Texas is as Texas is

As we grow older we bring our baggage along with us. Some is not so good, some good, some has no meaning right or wrong but are our own preconceived notions of what we expect. For our recent family outing to Austin, Texas I was quite surprised by what I discovered to be in-so-much fact.

Having spent little time in the Lone Star state, my own baggage pulled along the idea I would find a less diverse group populating the capital city of Austin. I am hopefully not so much a dullard to believe everyone would be in chaps, boots, a hat and a big shiny buckle. However to some extent, there was much less of 'Texas' on display than I would have imagined.
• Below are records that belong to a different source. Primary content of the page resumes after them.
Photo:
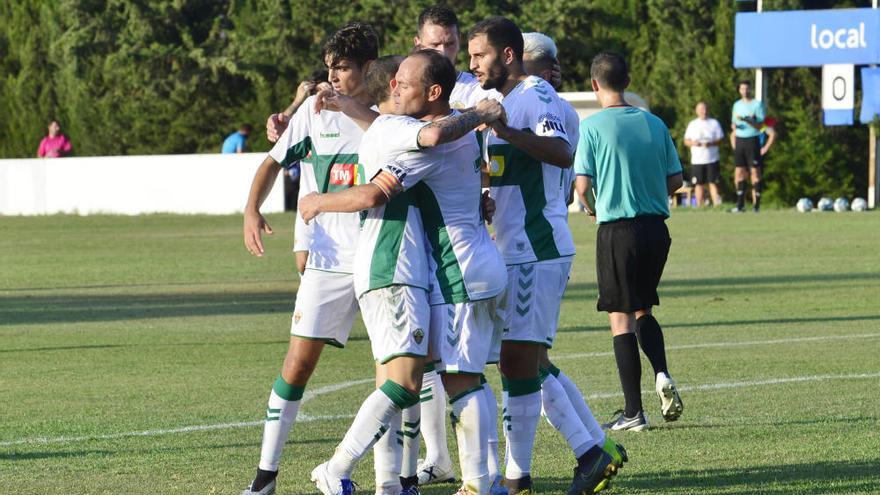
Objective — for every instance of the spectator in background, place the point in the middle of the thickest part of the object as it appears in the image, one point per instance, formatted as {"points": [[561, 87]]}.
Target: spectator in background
{"points": [[277, 122], [236, 141], [702, 136], [747, 122], [55, 144]]}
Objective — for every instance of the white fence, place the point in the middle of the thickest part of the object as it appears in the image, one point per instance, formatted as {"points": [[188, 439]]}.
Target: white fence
{"points": [[131, 185]]}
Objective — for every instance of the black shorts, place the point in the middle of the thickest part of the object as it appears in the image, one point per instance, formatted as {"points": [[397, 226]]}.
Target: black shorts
{"points": [[706, 173], [748, 153], [630, 256]]}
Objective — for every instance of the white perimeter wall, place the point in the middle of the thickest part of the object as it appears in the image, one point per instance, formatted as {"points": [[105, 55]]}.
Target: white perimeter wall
{"points": [[132, 185]]}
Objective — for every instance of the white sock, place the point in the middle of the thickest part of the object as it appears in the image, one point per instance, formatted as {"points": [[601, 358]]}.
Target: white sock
{"points": [[433, 402], [410, 432], [492, 427], [560, 413], [281, 412], [386, 459], [524, 412], [505, 422], [581, 408], [369, 425], [470, 411]]}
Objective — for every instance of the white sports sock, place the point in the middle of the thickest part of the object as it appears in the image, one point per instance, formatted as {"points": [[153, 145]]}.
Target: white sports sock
{"points": [[505, 420], [581, 408], [280, 416], [524, 412], [469, 411], [560, 413], [411, 440], [492, 427], [369, 425], [433, 402], [387, 457]]}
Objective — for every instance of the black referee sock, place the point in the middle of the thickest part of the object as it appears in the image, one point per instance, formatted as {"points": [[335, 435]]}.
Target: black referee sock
{"points": [[629, 367], [651, 339], [741, 194]]}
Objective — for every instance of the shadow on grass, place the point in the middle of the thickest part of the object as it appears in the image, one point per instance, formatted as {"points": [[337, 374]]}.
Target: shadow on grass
{"points": [[77, 308], [28, 456], [734, 323], [818, 478]]}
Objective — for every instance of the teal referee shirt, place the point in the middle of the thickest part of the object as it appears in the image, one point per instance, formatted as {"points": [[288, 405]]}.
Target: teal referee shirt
{"points": [[628, 154]]}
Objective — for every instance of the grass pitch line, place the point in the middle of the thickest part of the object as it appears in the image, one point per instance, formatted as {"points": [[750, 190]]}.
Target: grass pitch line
{"points": [[303, 418], [709, 345], [757, 383]]}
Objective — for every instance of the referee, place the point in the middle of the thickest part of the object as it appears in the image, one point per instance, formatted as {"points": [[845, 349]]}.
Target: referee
{"points": [[626, 159], [747, 122]]}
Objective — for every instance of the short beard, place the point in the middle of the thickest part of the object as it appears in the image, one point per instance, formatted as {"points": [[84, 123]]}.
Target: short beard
{"points": [[496, 77]]}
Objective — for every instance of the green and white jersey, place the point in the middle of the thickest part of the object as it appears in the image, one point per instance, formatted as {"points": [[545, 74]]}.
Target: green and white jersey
{"points": [[391, 248], [467, 92], [441, 191], [330, 140], [531, 222]]}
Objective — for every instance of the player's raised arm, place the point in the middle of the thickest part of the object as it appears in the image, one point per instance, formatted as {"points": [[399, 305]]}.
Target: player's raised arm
{"points": [[254, 222], [379, 191], [452, 128]]}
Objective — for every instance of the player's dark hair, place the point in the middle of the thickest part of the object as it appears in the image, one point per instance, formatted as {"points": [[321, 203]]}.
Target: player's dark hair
{"points": [[440, 15], [318, 76], [501, 33], [610, 70], [379, 76], [438, 70], [356, 42]]}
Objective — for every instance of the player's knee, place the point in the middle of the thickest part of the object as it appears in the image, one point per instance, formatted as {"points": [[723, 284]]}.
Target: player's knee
{"points": [[298, 370]]}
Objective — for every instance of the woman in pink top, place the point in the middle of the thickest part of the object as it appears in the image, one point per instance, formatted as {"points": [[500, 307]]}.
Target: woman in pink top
{"points": [[55, 145]]}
Most of the cowboy way was on signage and showed little in the populace.

Other than a slight uptick in the Latino group and fewer African-Americans I could have just assumed I was still home in my midwest abode. Other than a propensity for many to say ya'll, most had little or no accent that plucked at my ear which was as well a slight surprise although most Texans do not consider themselves southerners. They are Texans. They don't need an accent.

Too often people and places define themselves by what they think they should be. I'm southern so I should like stock car racing and guns, or SoCal so I should be like, well, you know, like this. I was glad to see such a variety in Texas. It was a true melting pot. People didn't seem to define themselves by the region or my expectation of what I thought they should be.

I would hope most people strive to be something other than a narrowly defined optic of what others would have them be. A truly unique experience is having a conversation with a belt-buckle wearing cowboy who can speak to oceanography. Limit your mind and you limit your soul.

(And if you ever visit Austin a trip to Cannoli Joe's Italian restaurant is an absolute must. I was truly in heaven.)

1 comment:

  1. Cannoli Joe's is by itself worth the flight down there.